Derivation
- minimizing the sums of the squares of the lengths of the data points to the fitted plane. We didn’t need to square the lengths; we can just use the absolute sum of the lengths
- Let w be the (d+1) weight vector
- Let X be the (n x d+1) design matrix of training points
- Let y be the ground truth values
$$
\text{min}_w ||Xw - y||^2
$$
-
Minimizing through taking the gradient
$$
= w^TX^TXw - 2y^TXw+y^Ty\\
= 2X^TXw-2X^Ty\\
0= 2X^TXw-2X^Ty\\
\\
$$
We arrive at the Least Squares solution
$$
X^TXw=X^Ty\\
$$
Assumptions
- there is a linear relationship between dependent / independent variables
- there is true independence in the independent variable
- no mulitcollinearity; if there is, then variables correlate w/ each other.
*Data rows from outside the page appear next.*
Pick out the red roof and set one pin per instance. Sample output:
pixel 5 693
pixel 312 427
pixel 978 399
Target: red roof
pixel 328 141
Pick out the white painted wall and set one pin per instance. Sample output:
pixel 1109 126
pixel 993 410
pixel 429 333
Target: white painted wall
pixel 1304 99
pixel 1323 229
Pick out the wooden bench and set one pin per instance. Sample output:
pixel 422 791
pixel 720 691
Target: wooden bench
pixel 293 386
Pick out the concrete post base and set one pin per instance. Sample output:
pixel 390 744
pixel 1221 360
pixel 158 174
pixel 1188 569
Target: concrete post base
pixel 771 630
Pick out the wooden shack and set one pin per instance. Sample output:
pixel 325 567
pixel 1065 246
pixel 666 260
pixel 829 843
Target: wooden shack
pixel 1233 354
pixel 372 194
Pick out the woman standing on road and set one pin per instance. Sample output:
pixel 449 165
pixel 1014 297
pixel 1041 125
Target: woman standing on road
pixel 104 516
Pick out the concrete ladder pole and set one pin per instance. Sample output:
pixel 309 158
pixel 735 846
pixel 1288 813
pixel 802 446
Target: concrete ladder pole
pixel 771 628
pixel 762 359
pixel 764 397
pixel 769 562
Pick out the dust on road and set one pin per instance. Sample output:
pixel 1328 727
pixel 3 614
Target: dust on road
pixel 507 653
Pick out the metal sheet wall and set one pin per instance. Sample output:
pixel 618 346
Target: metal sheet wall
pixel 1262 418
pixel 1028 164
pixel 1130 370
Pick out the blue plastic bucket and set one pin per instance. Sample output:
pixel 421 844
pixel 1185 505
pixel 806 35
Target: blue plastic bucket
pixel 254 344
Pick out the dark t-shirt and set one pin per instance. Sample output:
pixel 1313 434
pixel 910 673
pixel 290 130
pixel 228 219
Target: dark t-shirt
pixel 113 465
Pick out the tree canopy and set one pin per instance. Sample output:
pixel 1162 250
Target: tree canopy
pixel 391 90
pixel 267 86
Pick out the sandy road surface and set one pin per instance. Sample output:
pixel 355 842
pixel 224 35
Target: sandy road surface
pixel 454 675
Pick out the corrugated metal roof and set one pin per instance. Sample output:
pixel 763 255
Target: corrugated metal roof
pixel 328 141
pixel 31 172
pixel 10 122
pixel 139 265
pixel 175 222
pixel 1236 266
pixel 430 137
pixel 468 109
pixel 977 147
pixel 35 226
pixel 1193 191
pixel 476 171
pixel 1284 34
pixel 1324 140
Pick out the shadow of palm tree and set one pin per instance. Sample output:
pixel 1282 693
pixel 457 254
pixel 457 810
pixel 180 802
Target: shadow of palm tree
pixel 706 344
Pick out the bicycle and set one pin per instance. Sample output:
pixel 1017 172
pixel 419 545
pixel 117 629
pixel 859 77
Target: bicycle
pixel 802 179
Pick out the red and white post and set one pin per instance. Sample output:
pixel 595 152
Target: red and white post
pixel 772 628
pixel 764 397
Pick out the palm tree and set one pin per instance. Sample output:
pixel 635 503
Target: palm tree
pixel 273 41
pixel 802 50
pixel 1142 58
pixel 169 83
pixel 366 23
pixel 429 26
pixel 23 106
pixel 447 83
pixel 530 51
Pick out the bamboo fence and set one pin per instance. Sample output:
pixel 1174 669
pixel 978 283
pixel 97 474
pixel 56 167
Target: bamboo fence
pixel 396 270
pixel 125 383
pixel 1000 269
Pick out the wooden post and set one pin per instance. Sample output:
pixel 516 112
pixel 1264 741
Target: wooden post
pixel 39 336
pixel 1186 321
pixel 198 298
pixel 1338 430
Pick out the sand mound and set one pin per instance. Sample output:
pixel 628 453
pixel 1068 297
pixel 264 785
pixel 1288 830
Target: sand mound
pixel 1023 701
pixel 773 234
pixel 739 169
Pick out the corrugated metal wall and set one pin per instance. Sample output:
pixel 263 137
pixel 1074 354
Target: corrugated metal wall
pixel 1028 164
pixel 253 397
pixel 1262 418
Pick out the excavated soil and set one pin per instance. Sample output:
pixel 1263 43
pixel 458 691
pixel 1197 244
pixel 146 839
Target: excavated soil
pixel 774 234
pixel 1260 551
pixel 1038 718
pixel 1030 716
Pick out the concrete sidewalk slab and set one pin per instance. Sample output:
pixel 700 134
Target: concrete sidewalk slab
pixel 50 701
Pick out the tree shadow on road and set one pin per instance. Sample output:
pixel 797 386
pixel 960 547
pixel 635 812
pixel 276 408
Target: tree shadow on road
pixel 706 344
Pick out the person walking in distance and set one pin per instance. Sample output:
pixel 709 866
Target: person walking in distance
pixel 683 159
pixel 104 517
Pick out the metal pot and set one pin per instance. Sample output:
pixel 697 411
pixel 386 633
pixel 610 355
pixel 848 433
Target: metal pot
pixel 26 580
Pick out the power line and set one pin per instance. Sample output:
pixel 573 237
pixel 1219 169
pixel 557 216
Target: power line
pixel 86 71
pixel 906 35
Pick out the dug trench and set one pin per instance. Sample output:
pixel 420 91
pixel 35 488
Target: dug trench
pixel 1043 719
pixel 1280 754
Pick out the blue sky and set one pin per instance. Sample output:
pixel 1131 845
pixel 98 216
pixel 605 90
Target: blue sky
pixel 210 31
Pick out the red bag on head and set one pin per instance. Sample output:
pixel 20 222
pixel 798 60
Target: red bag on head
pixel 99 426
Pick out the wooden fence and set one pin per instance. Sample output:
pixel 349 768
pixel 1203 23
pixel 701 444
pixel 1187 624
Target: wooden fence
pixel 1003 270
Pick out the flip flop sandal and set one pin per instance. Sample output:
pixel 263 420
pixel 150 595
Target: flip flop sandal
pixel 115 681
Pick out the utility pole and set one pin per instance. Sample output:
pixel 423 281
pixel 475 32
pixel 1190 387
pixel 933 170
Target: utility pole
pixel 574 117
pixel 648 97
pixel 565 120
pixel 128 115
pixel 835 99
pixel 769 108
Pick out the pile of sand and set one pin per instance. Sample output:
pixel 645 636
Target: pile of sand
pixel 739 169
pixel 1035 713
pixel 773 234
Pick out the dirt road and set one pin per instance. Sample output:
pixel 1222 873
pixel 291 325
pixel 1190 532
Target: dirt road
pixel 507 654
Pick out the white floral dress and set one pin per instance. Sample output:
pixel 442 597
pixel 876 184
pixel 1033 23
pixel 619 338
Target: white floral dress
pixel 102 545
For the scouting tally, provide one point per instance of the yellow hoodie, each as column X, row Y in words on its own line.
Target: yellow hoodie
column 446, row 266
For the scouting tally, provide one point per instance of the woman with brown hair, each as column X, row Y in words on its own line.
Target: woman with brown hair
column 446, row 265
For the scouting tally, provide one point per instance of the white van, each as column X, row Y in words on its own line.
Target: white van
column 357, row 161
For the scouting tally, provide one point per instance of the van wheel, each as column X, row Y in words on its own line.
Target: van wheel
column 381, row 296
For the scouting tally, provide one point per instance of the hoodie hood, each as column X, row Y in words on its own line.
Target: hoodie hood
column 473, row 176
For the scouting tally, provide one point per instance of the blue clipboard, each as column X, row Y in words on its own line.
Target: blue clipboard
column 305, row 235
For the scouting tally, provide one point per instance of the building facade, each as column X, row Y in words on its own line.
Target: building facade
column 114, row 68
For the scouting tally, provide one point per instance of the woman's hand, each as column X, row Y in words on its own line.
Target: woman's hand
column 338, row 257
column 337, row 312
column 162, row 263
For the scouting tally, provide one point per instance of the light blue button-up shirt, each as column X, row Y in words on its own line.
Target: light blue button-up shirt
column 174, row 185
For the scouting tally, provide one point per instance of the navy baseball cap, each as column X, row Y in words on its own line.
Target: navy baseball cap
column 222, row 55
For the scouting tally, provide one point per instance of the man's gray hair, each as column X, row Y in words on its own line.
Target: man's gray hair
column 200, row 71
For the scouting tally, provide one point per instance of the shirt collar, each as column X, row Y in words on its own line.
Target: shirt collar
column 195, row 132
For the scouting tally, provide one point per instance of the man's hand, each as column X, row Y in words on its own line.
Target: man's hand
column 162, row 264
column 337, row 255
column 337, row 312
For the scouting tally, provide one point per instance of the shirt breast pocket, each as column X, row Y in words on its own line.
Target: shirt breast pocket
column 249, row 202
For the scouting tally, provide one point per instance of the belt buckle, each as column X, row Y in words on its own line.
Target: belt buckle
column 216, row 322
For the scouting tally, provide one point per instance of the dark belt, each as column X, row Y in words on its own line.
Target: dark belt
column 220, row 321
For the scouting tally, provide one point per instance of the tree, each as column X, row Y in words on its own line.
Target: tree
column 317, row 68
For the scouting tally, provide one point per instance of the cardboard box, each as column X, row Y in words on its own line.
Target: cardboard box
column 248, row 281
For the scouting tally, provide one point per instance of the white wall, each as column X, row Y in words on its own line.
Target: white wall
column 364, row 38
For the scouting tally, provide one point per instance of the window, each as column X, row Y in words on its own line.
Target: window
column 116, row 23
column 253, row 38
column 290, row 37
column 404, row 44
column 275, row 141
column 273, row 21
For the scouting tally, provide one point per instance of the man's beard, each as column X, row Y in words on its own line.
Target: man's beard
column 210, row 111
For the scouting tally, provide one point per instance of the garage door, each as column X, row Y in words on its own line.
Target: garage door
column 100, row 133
This ensures that there is no perfect linear relationship between the independent variables, leading to more accurate predictions.
- normality: The distribution of the residuals should be bell-shaped and symmetrical. This ensures that the errors are normally distributed, as in a study on the distribution of incomes.
Ridge Regression
Adds L2-norm penalty to the least squares loss function.
It shrinks the coefficients toward zero but does not enforce exact zero, meaning all features remain in the model
$$
L_2(\mathbf{w}) = \sum_i(y_i-w^Tx_i) + \lambda \sum_{j=1}^{p} w_j^2
$$
- Fully differentiable, easier to optimize.
- Shrinks but maintains all features due to non-zero weights
- prevents weights from being too large